もっと奥に行ったのだろうか? と考えて通路を進もうとした彼女は前に立つ客の一人と偶然目が合った。本を手に取って読んでいたその男の顔が何故かギョッとしたように強張った。男はきまり悪そうな表情で読んでいた本を棚に戻すとそそくさといなくなってしまった。直ぐ近くに居た別の男性客も真鈴の視線から慌てた様に顔を背けた後でチラチラと彼女の顔を横目で見ている。それらに違和感を感じた真鈴は改めて周囲を観察してやっと気が付いた。
「ここって・・・・エッチな本ばっかり!?」
駅裏の歓楽街の横丁にある個人経営の古びた本屋。
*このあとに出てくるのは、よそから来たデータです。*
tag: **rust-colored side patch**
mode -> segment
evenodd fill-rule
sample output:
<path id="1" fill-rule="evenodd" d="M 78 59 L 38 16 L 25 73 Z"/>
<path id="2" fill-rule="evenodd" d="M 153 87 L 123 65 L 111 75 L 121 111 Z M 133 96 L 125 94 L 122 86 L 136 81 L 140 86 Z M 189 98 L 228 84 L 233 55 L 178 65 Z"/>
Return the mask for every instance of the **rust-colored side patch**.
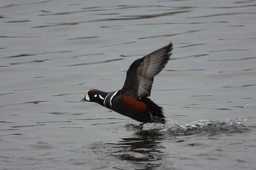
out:
<path id="1" fill-rule="evenodd" d="M 146 104 L 143 102 L 127 96 L 123 96 L 121 98 L 124 104 L 129 105 L 135 110 L 143 111 L 146 109 Z"/>

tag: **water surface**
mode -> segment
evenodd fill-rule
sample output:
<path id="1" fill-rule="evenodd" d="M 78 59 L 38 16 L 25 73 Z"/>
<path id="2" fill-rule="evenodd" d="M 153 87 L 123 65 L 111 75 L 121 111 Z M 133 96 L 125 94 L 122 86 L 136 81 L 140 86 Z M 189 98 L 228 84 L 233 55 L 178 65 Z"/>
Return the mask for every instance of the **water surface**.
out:
<path id="1" fill-rule="evenodd" d="M 255 6 L 1 1 L 1 169 L 255 169 Z M 170 41 L 151 96 L 167 123 L 80 101 Z"/>

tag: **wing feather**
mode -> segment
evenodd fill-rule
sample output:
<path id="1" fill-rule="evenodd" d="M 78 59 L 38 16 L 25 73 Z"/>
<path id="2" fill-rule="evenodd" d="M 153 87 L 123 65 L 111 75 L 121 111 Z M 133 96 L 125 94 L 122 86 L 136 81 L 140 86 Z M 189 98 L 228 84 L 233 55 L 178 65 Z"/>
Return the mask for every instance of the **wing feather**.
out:
<path id="1" fill-rule="evenodd" d="M 170 60 L 173 43 L 136 60 L 129 68 L 121 89 L 123 93 L 132 97 L 149 96 L 154 77 L 159 74 Z"/>

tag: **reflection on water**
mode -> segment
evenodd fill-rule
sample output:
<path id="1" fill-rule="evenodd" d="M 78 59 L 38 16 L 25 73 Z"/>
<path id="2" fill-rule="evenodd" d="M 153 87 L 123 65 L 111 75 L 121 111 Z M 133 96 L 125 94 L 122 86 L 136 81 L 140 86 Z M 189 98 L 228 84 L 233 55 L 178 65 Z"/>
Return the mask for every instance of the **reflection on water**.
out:
<path id="1" fill-rule="evenodd" d="M 102 154 L 108 156 L 117 158 L 120 161 L 128 161 L 139 169 L 162 167 L 170 155 L 176 154 L 175 152 L 170 152 L 170 148 L 165 146 L 165 141 L 168 143 L 182 144 L 189 135 L 204 133 L 203 136 L 208 136 L 208 139 L 214 139 L 214 136 L 223 133 L 243 133 L 249 130 L 246 120 L 227 120 L 223 122 L 202 120 L 181 125 L 173 123 L 171 119 L 167 119 L 165 125 L 148 123 L 140 129 L 140 125 L 128 123 L 126 128 L 128 131 L 135 131 L 132 136 L 121 138 L 116 142 L 98 143 L 97 147 L 91 149 L 102 152 Z M 187 145 L 195 146 L 196 144 L 189 143 Z M 118 169 L 120 166 L 116 163 L 113 168 Z"/>

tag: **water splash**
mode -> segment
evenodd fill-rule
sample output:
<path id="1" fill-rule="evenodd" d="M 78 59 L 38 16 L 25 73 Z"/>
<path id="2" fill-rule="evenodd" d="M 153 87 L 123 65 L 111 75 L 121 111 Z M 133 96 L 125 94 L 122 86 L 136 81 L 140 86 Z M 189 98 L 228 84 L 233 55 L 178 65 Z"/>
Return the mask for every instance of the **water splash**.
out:
<path id="1" fill-rule="evenodd" d="M 248 130 L 246 119 L 237 121 L 227 119 L 224 121 L 200 120 L 192 123 L 179 125 L 171 118 L 167 118 L 165 124 L 147 123 L 143 126 L 134 124 L 127 125 L 129 129 L 142 129 L 143 131 L 158 130 L 162 134 L 171 136 L 187 136 L 206 132 L 209 136 L 222 133 L 237 133 Z"/>

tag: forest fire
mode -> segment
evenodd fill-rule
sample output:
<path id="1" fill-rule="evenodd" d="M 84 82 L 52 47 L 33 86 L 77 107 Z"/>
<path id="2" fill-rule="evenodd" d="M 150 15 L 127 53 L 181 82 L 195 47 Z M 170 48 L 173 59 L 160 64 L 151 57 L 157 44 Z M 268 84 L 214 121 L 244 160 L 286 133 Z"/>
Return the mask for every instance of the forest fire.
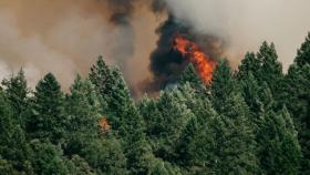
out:
<path id="1" fill-rule="evenodd" d="M 196 43 L 180 35 L 175 38 L 174 48 L 194 64 L 204 83 L 211 83 L 213 71 L 216 65 L 214 60 L 205 54 Z"/>

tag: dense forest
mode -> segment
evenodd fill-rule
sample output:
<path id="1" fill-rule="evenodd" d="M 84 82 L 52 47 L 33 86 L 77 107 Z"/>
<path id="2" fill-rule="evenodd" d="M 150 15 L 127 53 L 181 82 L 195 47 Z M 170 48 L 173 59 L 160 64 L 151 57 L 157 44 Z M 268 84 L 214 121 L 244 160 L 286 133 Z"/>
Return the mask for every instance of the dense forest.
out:
<path id="1" fill-rule="evenodd" d="M 189 64 L 157 97 L 135 101 L 100 56 L 64 93 L 49 73 L 0 90 L 1 175 L 310 174 L 310 33 L 283 73 L 264 42 L 205 85 Z"/>

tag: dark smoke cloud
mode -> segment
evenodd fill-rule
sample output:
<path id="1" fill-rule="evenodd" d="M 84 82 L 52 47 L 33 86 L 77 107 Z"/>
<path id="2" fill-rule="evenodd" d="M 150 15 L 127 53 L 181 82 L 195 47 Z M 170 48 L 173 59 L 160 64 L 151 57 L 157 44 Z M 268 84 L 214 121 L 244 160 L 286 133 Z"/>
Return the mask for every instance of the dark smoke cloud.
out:
<path id="1" fill-rule="evenodd" d="M 225 50 L 225 41 L 213 34 L 199 34 L 188 22 L 175 18 L 173 14 L 156 30 L 159 35 L 157 48 L 151 54 L 149 69 L 153 79 L 146 80 L 142 86 L 147 92 L 158 91 L 169 83 L 174 83 L 188 64 L 188 60 L 174 49 L 174 39 L 182 35 L 202 47 L 211 59 L 218 59 Z"/>

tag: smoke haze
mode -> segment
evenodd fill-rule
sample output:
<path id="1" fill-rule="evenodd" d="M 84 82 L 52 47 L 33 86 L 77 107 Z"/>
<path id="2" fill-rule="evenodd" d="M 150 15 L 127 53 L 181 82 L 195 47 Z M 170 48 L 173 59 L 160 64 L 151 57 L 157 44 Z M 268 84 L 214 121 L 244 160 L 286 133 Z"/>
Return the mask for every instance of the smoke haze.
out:
<path id="1" fill-rule="evenodd" d="M 155 30 L 170 14 L 198 39 L 221 39 L 210 53 L 235 65 L 267 40 L 287 69 L 310 30 L 309 7 L 309 0 L 1 0 L 0 78 L 22 66 L 31 86 L 53 72 L 66 89 L 102 54 L 141 93 L 138 84 L 161 69 L 149 58 L 163 34 Z"/>
<path id="2" fill-rule="evenodd" d="M 273 42 L 287 69 L 310 31 L 309 0 L 167 0 L 197 32 L 223 38 L 232 64 L 262 41 Z"/>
ありよりのありがちな設定どおりそこはアダルト雑誌やエロ漫画、エロ小説ばかりを集めた古本屋だった。いくら女性過多の社会であっても女性客はごく少数であろう。ましてやお嬢さん風の女子高生の来店など皆無に近い筈である。よって先程の客達の彼女に対する奇妙な反応は無理からぬものであった。
真鈴は気まずさと恥ずかしさで顔を真っ赤にしながら飛び出すように店を出た。
そのまま駅に向かって走りたかったがこの本屋と駅との位置関係がはっきりしない上に肝心の巨狼の尾行が出来なくなってしまう。そこで彼女は軒下の棚台に置かれた週刊雑誌を屈みこんで見るふりをしながら彼を待つことにした。
そこには少年向けの漫画雑誌や比較的健全な表紙の青年雑誌も置いてあったのでそれを手に取ってみた。巨狼が店から出てきた時に顔を見られないで済むように開いた本で顔を隠し上半身が半分ほど置台の上に覆いかぶさる様な格好を取る。すると身体のバランスを取るため自然と膝を軽く曲げておしりを突き出すようなポーズになった。小学生ならいざ知らず花の女子高生がするには何とも珍妙な姿勢ではあった。仕方が無いと自分に言い聞かせながらしばらく待ってみたが少年が店から出て来る気配は無かった。
痺れを切らした真鈴がもう一度店の中に戻ってみようかと思いかけたその時だった。彼女は自分の太腿からお尻にかけて妙な違和感を感じた。梅雨の名残の生暖かい湿った空気がその辺りの部分にジットリと這い上がって来たような気がしたのである。
そこで初めて誰かが後ろから自分のスカートを捲りあげている、という事に気付いた彼女は反射的に
「キャアッ!」
と悲鳴を上げながら振り返りざまに持ち上げられたスカートの裾を自分の手で振り払った。憤りと驚きを湛えて振り返った彼女の眼に映ったのは髪を赤く染め半袖の白いカッターシャツをだらしなく着崩した男子高校生だった。青いネクタイをだらりと弛めて灰色のズボンを腰穿きしている。
そいつの周りには仲間らしい似たような雰囲気の男子が四人ほど立っていた。着ている制服が同一であるところから見て同じ高校の生徒なのだろう。ニヤニヤと厭らしい笑みを浮かべながら赤髪の男子が話しかけて来た。
「ヘェー イチゴ柄なんて可愛いパンツ穿いてんじゃん。ねぇ、教えてよ。あんた名前なんて言うの? 」
「なっ 何をするんですか! セクハラよ! 変態っ!」
「ハハッ 悪リィ、悪リィ。 いやアンタの後ろ姿があんまり可愛かったもんでさ。